Como residente, você opera com uma conta comum. Ao se tornar não residente fiscal, essa conta precisa ser convertida ou substituída por uma Conta de Não Residente (CNR) um tipo de conta específica, regulamentada pelo Banco Central, criada para pessoas que moram fora do Brasil mas mantêm vínculos financeiros por aqui.
Sem a CNR, qualquer movimentação financeira que você fizer no Brasil como não residente tecnicamente está fora das regras. Bancos e corretoras podem bloquear operações, dificultar transferências internacionais ou solicitar a regularização da conta antes de liberar o acesso.
A boa notícia é que abrir uma CNR ficou mais simples. Desde janeiro de 2025, a Resolução Conjunta BCB/CVM nº 13/2024 simplificou o processo para pessoas físicas em muitos casos, sem a burocracia de antes. Você pode abrir a conta remotamente, pela instituição que já é sua ou por uma nova.
A maioria dos bancos ainda estão em processo de transição para a conta CNR, os bancos possuem liberdade para definir custos e cesta de produtos liberados em suas versões da conta CNR. Pesquise bastante antes de decidir qual banco oferece as melhores condições comerciais para seu tipo de uso.
Vale lembrar, que contas CNR não servem somente para investimentos.
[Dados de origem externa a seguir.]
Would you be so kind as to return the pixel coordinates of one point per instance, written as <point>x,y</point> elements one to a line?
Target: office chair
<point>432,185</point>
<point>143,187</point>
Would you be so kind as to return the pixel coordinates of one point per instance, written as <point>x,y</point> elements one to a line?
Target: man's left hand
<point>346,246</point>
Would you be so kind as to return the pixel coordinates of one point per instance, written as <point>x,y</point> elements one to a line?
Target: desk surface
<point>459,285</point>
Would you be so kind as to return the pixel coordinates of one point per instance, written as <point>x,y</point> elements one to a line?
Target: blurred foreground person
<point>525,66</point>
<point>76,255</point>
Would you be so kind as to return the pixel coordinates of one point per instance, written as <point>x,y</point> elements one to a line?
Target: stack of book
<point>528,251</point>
Elas também cumprem funções transacionais para acesso a cartão de crédito, PIX, TED, pagamento de boletos, etc.. Ela trás segurança jurídica para quem já deu saída fiscal do Brasil.
O registro no mercado de capitais
Se você investe em bolsa ações, FIIs, ETFs, BDRs há um passo adicional: o registro como Investidor Não Residente na B3 e na CVM. Mas fique tranquilo, esse processo é feito automaticamente pela maioria dos bancos que oferecem a conta CNR, desde que o banco atue como seu representante tributário no Brasil.
Vale reforçar: Embora a maioria dos bancos atuem como seu represente tributário no Brasil, essa representação não é obrigatória por parte dos bancos. Os bancos que oferecem conta CNR/CDE deixam explicito que existe a representação tributária. É raro, mas é possível que o banco te cobre para cumprir essa obrigação.
Na prática, isso significa que sua corretora precisa saber que você é não residente e fazer os ajustes cadastrais correspondentes. Se você simplesmente "some" para o exterior sem avisar e continua operando normalmente pela mesma conta de sempre, está em situação irregular. Podendo gerar bloqueio e multas por parte da receita federal.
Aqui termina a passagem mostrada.